In design, initial development of embodied cognition, is akin to the development of a skill. Take designing with type, for instance, one is initially taught the basic formal systems at work in typefaces perhaps through assignments dealing with the relationship between a character and its negative space. A designer gradually gains awareness of the inter-dependent relationships between form, function, and format (sub/obj/context) through repeated engagement in the task. Initially, the relationships between conceptual intent and visual outcome is quite underdeveloped. Theoretically, a designer might know what to do, but be physically unable to do it. As the designer pr(act)ices, the connection between intention and action becomes closer, until eventually any thoughts of a figure that is separate from its ground slowly gives way to an understanding of their interdependence. A designer may experience a condition that feels neither purely mental nor purely physical; it is, rather, a specific kind of mind body unity called embodied cognition(aka.flow). For designers, ongoing development of embodied cognition affords an increasingly open-ended approach to design problems. Using embodied cognition in the design thinking process could help identify latent problems within a culture or community and specify those paths towards potential resolutions (design interventions). This could be seen as an essential tool in the design process when addressing wicked problems, specifically in relationship to designing for human experiences.

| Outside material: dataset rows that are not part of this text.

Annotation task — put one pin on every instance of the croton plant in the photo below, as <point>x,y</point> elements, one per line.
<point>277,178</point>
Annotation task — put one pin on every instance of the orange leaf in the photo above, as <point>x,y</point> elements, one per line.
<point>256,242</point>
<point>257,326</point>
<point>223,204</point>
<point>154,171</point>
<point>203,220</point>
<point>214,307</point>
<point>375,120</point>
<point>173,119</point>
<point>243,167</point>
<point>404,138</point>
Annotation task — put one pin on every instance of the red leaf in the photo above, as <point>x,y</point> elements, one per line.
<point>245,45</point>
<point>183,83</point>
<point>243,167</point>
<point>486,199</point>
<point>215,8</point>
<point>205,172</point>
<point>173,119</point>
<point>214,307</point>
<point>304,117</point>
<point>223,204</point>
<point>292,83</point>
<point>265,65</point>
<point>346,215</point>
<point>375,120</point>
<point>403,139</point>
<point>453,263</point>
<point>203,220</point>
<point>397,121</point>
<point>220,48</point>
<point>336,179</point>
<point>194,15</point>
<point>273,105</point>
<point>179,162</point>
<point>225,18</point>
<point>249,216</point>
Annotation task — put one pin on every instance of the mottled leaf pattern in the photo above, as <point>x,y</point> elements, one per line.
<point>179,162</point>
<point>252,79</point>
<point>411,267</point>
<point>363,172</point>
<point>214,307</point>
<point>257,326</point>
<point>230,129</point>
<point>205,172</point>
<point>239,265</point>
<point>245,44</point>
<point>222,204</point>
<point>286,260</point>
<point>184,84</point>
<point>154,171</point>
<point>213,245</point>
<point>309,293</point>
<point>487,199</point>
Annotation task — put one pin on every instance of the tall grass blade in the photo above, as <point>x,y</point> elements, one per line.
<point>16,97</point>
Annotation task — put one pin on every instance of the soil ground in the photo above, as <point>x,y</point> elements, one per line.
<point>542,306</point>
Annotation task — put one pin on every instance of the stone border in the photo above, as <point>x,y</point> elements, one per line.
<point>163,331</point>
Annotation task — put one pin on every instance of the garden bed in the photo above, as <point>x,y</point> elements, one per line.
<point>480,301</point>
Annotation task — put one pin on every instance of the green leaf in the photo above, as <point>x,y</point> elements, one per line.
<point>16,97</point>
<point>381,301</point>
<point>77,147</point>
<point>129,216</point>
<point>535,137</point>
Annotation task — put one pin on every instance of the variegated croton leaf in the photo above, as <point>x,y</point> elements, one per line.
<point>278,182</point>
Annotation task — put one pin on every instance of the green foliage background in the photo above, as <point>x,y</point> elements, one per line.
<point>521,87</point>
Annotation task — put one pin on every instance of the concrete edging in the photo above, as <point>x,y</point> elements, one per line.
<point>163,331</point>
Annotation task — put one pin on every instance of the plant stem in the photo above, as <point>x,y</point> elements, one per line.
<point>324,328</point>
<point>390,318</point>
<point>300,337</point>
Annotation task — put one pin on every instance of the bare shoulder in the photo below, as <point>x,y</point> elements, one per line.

1. Varela, Thompson, Rosche. (1992) The Embodied Mind: Cognitive Science and Human Experience. MA
2. Rosche (1978) Principles of Categorization, In Cognition and Categorization. NJ
3. Thompson (1986) Planetary thinking/planetary building: An essay on Heidegger and Keiji.
4. Gardner (1985) The Mind’s New Science: A History of the Cognitive Revolution. NY
1. In designing for the Museum Visitor Experience, how might the development of a user path be an excersize in embodied reflection?
2. Where do interfaces exist in museum visitor experience when using the enactive embodied cognition model of subject/object/context working together interdependently?